Before the advent of digital images the magnification of color images inevitably blurred edges, increased the visibility of pigment grains and moved colors towards gray. With digital technology, certain trade-offs became available, but they provided greatly flawed solutions. One could retain edge strength and color saturation by pixel duplication, but the blocks of identical pixels created by such algorithms quickly form large stair-step structures utterly unacceptable in quality work. If the new pixels are produced by interpolation, even using bi-cubic information that extends beyond local pixels, edges rapidly lose sharpness and color saturation declines markedly.

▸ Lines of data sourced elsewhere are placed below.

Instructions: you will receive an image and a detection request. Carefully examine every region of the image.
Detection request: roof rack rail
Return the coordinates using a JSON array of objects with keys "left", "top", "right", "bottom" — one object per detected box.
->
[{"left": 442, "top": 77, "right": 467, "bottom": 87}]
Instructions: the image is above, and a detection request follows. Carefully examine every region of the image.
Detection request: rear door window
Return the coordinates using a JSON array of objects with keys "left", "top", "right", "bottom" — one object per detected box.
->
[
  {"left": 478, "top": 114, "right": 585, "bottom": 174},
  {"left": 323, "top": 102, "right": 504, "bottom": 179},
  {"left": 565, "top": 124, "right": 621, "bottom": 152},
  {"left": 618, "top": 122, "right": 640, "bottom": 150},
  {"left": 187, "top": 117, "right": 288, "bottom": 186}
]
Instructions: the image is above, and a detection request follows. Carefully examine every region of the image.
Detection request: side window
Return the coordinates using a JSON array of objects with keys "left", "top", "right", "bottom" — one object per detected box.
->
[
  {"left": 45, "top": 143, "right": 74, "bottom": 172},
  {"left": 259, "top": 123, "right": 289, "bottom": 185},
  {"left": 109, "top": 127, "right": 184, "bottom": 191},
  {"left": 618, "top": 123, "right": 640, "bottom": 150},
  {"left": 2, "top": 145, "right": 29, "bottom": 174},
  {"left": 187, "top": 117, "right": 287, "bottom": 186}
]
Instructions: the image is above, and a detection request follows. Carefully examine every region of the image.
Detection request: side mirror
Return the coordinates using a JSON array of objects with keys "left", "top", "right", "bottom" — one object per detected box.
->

Programs such as Genuine Fractals™ and its improved descendant Perfect Resize™ represent a major step forward. The strategy employed is to identify edges, then characterize the patterns adjacent to the edge by advanced Fourier analysis so as to blow-up not just the edge but the complex pattern in which the edge is embedded. It is a powerful method, but it suffers from two significant limitations. Since sampling errors in very small images are often characterized by strong edges, these errors will be faithfully reproduced. This means that images smaller than about 2 MB are not addressable and 10x enlargement is the recommended upper limit for all images. In addition, those areas of the image that are not identified as containing edges are still allowed to lose focus and move towards gray, losing the subtle texture of the original.
In exploring this challenge, Dr. Hirsh has developed a powerful, mathematical painting engine — one that uses certain algorithms to address aesthetic control of edges as an alternative approach to this problem. In essence, he uses bi-cubic algorithms to recapture weakened edges — a process generally thought to be too difficult to be practical. By also providing robust edge detection filters, Dr. Hirsh demonstrates how one can control texture in gradient regions - a method that works extremely well, even on very small images.